Peck is an impressively built man, who looks much younger than his 64 years, and vernacular of an academic. He talks like he’s delivering a lecture, which he often is. Peck is the President of La Fémis, the prestigious Paris film school. He speaks with that mastery of his subject matter that can at times be intimidating but is always enthralling.
He argues that to understand society “Marx is the key”. He’s a man who backs up his analysis with numbers, with history, and with philosophy.
The film starts in 1843 at a time when Europe was dominated by absolute monarchies. It credits the Industrial Revolution in England as transforming the world’s order, in which a new proletariat class are creating workers’ organisations founded on the Communist notion that all men are brothers.

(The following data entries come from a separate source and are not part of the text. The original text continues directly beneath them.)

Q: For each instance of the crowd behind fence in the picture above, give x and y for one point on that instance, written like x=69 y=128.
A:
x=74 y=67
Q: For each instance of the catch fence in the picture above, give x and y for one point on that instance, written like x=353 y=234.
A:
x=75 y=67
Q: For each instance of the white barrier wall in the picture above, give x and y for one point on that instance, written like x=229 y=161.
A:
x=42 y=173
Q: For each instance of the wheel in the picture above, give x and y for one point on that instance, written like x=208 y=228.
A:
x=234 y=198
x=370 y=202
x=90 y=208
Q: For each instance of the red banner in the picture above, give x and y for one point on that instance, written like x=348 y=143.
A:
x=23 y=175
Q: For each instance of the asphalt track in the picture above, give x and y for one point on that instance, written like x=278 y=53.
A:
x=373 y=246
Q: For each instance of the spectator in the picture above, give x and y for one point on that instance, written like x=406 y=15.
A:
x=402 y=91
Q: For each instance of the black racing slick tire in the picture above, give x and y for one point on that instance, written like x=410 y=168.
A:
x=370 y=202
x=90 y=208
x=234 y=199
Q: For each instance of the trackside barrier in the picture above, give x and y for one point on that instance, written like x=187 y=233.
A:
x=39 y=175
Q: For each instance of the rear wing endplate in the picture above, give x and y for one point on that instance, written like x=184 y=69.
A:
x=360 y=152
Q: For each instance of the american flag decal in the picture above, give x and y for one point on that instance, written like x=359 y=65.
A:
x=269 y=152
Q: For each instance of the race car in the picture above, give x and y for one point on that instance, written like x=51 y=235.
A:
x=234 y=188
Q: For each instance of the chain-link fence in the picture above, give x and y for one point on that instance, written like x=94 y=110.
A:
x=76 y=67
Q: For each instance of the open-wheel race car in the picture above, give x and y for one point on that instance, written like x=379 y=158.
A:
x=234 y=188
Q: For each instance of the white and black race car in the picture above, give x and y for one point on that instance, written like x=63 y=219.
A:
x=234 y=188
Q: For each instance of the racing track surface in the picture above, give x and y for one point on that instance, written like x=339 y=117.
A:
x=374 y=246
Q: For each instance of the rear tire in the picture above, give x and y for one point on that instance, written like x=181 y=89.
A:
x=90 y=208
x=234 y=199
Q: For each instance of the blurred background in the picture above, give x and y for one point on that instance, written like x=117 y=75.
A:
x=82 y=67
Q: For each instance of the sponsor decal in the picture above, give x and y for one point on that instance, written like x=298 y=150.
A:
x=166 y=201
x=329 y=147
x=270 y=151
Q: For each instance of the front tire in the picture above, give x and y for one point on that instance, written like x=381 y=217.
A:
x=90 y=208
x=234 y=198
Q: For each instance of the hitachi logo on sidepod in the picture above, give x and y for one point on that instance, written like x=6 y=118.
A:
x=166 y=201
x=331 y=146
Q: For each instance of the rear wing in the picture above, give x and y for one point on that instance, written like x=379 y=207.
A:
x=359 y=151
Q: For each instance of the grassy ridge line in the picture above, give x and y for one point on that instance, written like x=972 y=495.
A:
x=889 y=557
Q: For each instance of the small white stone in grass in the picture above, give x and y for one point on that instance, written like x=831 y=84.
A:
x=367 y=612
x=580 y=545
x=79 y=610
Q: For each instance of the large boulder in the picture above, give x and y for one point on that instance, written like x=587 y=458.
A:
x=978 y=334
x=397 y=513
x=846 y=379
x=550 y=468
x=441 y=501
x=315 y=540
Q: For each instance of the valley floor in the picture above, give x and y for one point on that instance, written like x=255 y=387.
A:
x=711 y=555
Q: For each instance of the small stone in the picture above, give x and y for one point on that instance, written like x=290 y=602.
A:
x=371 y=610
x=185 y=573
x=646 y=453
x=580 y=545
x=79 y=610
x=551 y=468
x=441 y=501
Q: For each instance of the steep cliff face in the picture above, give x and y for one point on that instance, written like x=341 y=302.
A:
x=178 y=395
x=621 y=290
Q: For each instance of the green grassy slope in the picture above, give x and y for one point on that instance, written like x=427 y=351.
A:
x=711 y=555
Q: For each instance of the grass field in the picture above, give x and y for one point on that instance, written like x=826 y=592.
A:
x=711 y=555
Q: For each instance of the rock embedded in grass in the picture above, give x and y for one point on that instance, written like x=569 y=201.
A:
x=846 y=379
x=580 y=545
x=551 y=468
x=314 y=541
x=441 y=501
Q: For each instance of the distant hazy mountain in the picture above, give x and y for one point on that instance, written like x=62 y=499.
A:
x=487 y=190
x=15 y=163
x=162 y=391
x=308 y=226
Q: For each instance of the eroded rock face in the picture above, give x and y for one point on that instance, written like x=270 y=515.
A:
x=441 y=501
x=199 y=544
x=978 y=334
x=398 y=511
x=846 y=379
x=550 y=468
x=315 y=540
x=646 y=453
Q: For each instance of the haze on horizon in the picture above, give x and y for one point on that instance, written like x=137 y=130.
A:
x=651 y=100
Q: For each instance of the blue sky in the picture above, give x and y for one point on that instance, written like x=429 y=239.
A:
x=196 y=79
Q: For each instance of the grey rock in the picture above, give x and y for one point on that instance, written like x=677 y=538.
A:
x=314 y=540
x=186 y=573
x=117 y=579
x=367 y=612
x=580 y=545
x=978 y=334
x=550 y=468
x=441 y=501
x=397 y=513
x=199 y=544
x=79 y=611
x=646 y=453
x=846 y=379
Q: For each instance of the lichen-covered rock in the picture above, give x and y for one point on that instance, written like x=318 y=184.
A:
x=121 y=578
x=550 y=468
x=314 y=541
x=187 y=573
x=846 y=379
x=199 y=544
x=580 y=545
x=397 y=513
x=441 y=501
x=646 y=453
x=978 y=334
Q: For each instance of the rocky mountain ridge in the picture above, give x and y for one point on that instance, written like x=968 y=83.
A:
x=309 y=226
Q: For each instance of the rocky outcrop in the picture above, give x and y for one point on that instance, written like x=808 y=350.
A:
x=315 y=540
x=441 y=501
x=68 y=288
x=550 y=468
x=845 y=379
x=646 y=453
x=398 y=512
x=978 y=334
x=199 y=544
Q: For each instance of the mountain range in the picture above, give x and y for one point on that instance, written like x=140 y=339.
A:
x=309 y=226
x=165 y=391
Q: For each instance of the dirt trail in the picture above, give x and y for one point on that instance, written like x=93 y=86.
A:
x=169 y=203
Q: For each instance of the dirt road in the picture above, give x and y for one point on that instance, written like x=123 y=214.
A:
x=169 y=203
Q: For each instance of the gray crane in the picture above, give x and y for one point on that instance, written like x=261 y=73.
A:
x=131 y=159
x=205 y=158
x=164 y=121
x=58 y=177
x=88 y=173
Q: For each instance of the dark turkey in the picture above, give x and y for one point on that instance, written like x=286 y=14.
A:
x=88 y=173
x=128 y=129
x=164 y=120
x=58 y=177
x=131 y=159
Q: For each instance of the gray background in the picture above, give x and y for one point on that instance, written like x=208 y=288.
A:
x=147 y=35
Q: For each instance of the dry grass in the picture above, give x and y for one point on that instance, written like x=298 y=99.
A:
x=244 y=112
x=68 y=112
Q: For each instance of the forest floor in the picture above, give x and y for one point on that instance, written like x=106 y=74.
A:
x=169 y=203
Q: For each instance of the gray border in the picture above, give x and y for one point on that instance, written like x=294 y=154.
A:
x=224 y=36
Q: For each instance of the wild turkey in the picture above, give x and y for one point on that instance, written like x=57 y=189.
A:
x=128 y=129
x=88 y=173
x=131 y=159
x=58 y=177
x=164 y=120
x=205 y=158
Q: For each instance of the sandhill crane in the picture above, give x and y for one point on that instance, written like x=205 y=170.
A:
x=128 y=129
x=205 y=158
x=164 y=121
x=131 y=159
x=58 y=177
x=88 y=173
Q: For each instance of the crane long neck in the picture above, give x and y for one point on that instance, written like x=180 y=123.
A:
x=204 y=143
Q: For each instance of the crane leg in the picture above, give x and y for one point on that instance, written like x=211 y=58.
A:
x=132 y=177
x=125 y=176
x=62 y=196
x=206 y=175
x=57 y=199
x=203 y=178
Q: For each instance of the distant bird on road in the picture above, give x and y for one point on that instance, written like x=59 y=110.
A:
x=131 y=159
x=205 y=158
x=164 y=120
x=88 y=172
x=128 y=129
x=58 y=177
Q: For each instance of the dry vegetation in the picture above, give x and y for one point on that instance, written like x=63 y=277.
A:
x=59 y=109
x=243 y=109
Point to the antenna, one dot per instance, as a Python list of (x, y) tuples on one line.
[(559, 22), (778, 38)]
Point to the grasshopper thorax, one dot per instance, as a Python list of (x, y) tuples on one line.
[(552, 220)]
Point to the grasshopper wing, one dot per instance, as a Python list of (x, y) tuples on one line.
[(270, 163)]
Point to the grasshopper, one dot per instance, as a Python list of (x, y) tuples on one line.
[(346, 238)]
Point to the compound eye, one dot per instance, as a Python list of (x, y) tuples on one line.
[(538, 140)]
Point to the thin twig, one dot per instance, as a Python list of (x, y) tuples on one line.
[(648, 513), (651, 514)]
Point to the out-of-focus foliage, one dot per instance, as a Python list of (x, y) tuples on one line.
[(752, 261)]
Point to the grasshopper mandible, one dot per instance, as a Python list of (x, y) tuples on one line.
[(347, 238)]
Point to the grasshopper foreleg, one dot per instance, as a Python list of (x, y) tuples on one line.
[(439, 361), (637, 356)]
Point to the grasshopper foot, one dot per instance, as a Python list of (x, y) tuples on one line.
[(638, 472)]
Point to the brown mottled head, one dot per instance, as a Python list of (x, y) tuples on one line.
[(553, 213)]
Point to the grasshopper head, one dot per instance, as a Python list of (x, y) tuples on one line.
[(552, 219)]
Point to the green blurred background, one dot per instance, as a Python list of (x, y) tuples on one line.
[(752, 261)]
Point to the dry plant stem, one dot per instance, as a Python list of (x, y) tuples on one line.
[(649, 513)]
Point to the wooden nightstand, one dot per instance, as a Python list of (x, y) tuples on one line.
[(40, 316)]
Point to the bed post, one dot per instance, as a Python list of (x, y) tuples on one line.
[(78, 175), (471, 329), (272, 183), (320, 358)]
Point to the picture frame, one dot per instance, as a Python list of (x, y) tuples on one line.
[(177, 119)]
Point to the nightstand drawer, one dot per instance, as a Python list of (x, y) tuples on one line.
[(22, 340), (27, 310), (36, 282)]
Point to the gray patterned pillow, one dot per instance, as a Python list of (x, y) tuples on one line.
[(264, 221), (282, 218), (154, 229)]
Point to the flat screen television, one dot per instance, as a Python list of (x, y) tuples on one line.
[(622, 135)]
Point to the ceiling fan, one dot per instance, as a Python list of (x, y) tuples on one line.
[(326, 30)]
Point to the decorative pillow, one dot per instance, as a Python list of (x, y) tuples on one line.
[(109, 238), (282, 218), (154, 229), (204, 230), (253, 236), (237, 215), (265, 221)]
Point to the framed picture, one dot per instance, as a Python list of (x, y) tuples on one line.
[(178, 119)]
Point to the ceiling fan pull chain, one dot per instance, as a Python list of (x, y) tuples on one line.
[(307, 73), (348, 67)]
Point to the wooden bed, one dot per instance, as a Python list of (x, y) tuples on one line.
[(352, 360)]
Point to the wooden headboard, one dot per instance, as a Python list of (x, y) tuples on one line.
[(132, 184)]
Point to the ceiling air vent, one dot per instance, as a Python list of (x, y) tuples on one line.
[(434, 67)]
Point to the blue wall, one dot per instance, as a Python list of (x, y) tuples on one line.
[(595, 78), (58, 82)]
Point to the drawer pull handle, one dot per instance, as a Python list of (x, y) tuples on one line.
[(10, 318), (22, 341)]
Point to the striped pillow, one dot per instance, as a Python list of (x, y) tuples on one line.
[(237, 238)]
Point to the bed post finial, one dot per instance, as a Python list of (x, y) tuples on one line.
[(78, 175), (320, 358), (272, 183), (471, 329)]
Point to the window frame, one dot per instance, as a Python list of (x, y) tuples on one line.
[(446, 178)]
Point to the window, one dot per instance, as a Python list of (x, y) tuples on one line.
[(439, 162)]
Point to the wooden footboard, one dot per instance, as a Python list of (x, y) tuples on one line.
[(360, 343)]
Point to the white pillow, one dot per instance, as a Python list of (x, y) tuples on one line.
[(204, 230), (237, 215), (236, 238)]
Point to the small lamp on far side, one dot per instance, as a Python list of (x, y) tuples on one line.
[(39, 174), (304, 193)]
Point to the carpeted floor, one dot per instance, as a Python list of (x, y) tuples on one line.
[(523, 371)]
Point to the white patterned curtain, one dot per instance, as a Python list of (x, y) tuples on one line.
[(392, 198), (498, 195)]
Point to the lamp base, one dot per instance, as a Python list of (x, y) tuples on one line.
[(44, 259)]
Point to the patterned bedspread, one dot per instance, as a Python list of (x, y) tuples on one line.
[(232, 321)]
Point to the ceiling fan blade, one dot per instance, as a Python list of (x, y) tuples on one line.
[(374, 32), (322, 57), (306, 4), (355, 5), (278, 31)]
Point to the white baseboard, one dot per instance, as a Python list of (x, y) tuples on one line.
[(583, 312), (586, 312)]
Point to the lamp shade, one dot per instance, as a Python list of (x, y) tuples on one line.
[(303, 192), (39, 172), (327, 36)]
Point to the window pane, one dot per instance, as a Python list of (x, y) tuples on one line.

The film posits that two young Germans, Marx and Engels, will disrupt this notion and transform the struggle and future of the world.
“Marx never wrote any utopia,” says Peck, disparaging the commonly held perception. “In the film you see the people who wrote this utopia were [Pierre-Joseph] Proudhon and [Wilhelm] Weitling. Marx told them, both of them: ‘Let’s stick to reality, let’s develop something from reality.’ Marx never prophesied anything, except sometimes just as a joke or as a conversation.”
Peck argues that today, Marx’s writings are more relevant than ever: “You sum up the articles and it is exactly the description of the 2008 crisis. It’s like the children’s book of the history of capitalism and you can trace it until today. So what other proof do you need?”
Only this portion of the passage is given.